The core contribution is a theoretical analysis of why SABs in ViTs are ill-conditioned without skip connections, supported by two propositions: Proposition 4.1 shows that the condition number of SAB output embeddings (without skip connections) is bounded by the cube of the input matrix’s condition number, leading to poor conditioning across layers; Proposition 4.2 demonstrates that skip connections significantly lower this condition number, aiding training stability. Additionally, the authors propose Token Graying (TG), a method to pre-condition input tokens using two approaches: Singular Value Decomposition (SVD) TG, which reconstructs tokens by amplifying non-maximal singular values to reduce condition numbers, and Discrete Cosine Transform (DCT) TG, a computationally efficient approximation of SVD TG using frequency-based transformations. TG is applied before patch embedding during training, aiming to improve token conditioning as a complement to skip connections.

Experiment

The experiments validate the theoretical claims and the proposed Token Graying (TG) methods using various ViT models (ViT-Tiny, ViT-Base, Swin-S, CaiT-S, PVT V2 b3) on datasets like Tiny-ImageNet and ImageNet-1K for both supervised and self-supervised learning.

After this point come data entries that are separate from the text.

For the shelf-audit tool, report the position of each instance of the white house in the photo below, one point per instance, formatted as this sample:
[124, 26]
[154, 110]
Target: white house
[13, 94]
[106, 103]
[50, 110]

The setup includes comparisons of SAB and FFN performance with and without skip connections, showing a catastrophic accuracy drop (up to 22% on CIFAR-10) when SAB skip connections are removed, unlike FFN or CNNs like ConvMixer. TG methods (SVD and DCT) are tested, with DCT TG showing comparable performance to SVD TG (e.g., Top-1 accuracy improvements of 0.2-1.8% across models) but with significantly lower computational overhead (training time of 0.732 days vs. 4.552 days for SVD TG on ViT-Base). Condition numbers of SAB output embeddings are reduced with TG, aligning with theoretical expectations. However, the experimental design lacks diversity in datasets beyond image classification and does not fully address generalization across ViT variants, as performance gains are sometimes marginal (e.g., 0.1-0.2% in some models). The setup is reasonable for initial validation but not comprehensive for broader claims.

Further Thoughts

The insight into the ill-conditioning of Self-Attention Blocks opens up intriguing avenues for future research, particularly in exploring alternative regularization techniques beyond skip connections and Token Graying. For instance, could attention mechanisms be redesigned to inherently mitigate conditioning issues, perhaps by integrating concepts from numerical stability in optimization literature? Additionally, the modest performance gains of TG suggest a need to balance computational cost with impact—could TG be selectively applied to specific layers or tasks where conditioning issues are most pronounced? Connecting this to broader AI research, the conditioning problem might relate to challenges in training large language models (LLMs), where self-attention also plays a central role; investigating whether similar techniques could stabilize LLM training under constrained settings (e.g., low-precision or resource-limited environments) could be valuable. Finally, the limitation in low-precision training hints at a potential intersection with quantization-aware training methods, which could be explored to make TG more practical for edge devices.